Na penúltima Comunidade de leitores, em que se debateu a novela E se for rapariga chama-se Custódia, de Luís de Sttau Monteiro, a Laurentina leu-nos o seguinte texto. Estava há muito prometido que, "com a devida vénia", o publicaria aqui. Ei-lo, então:
Que circunstâncias levam dois
homens a revelarem o que de mais íntimo têm em si, que circunstâncias
determinam que dois homens procurem ultrapassar os seus medos, procurarem
libertar-se da solidão que os oprime...?
O Mais Velho e o Mais Novo são dois
homens que, numa noite na prisão revivem memórias num diálogo acompanhado pela
noite e pela solidão.
Comentário:
“A derrota, pensou o mais novo, seria
aceitável se deixasse um homem sem futuro – o futuro constrói-se, falseia-se –
mas deixa um homem sem passado.”
Falecido em 1993 com sessenta e
sete anos e tendo sido perseguido pela censura da ditadura salazarista, Sttau
Monteiro escreveu pouco. Foi essencialmente dramaturgo, tendo como obra-prima
essa magnífica peça de teatro, Felizmente Há Luar. No que respeita à prosa de
ficção escreveu e publicou apenas quatro obras, sendo uma delas, de 1966, este
E Se For Rapariga Chama-se Custódia.
Trata-se de um relato
impressionante de uma conversa entre dois homens, na prisão. Um diálogo que é
confissão, desabafo, libertação.
É na prisão que estes homens
encontram a paz suficiente para pensar e conversar; no campo o trabalho não
lhes deixa tempo para tais devaneios. Mas aqui, entre quatro paredes, o
pensamento acarreta a solidão; é por isso que a noite cai sobre eles.
O tom poético da escrita de Sttau
Monteiro é encantador para quem lê e reforça o ambiente de doce solidão que os
envolve. Porque só nessa solidão podem vir ao de cima os sentimentos.
O quadro é sóbrio e cheio de
intensidade dramática; é uma espécie de microcosmos desse universo fascista
castrador, aterrorizador, numa realidade de opressão escondida, velada, sofrida
na sombra.
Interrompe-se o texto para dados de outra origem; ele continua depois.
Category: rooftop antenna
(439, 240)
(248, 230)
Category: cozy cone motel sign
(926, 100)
É neste quadro sombrio e ao mesmo tempo poético que vai emergindo um
amor, primeiro nebuloso depois triunfal por Custódia.
A prosa de Sttau Monteiro é
também expressão de um profundo humanismo na forma como os homens confessam as
suas fraquezas e limitações.
E o valor da solidariedade: Um
homem não vive só como um chaparro velho num montado: basta-lhe estender a mão.
Custódia é muito mais que
memória; é sonho, futuro e… liberdade. Mas é também memória; uma memória
avassaladora, por vezes doentia, perante a qual o discurso de desabafo do “mais
velho” funciona como uma catarse e, ao mesmo, redenção de um passado doloroso.
No entanto, nas memórias do mais velho mistura-se a dor com a esperança. E
há-de ser com esperança que o livro há-de terminar, porque como escrevera
Manuel Alegre um ano antes, Mesmo na noite mais triste / em tempo de servidão /
há sempre alguém que resiste / há sempre alguém que diz não.»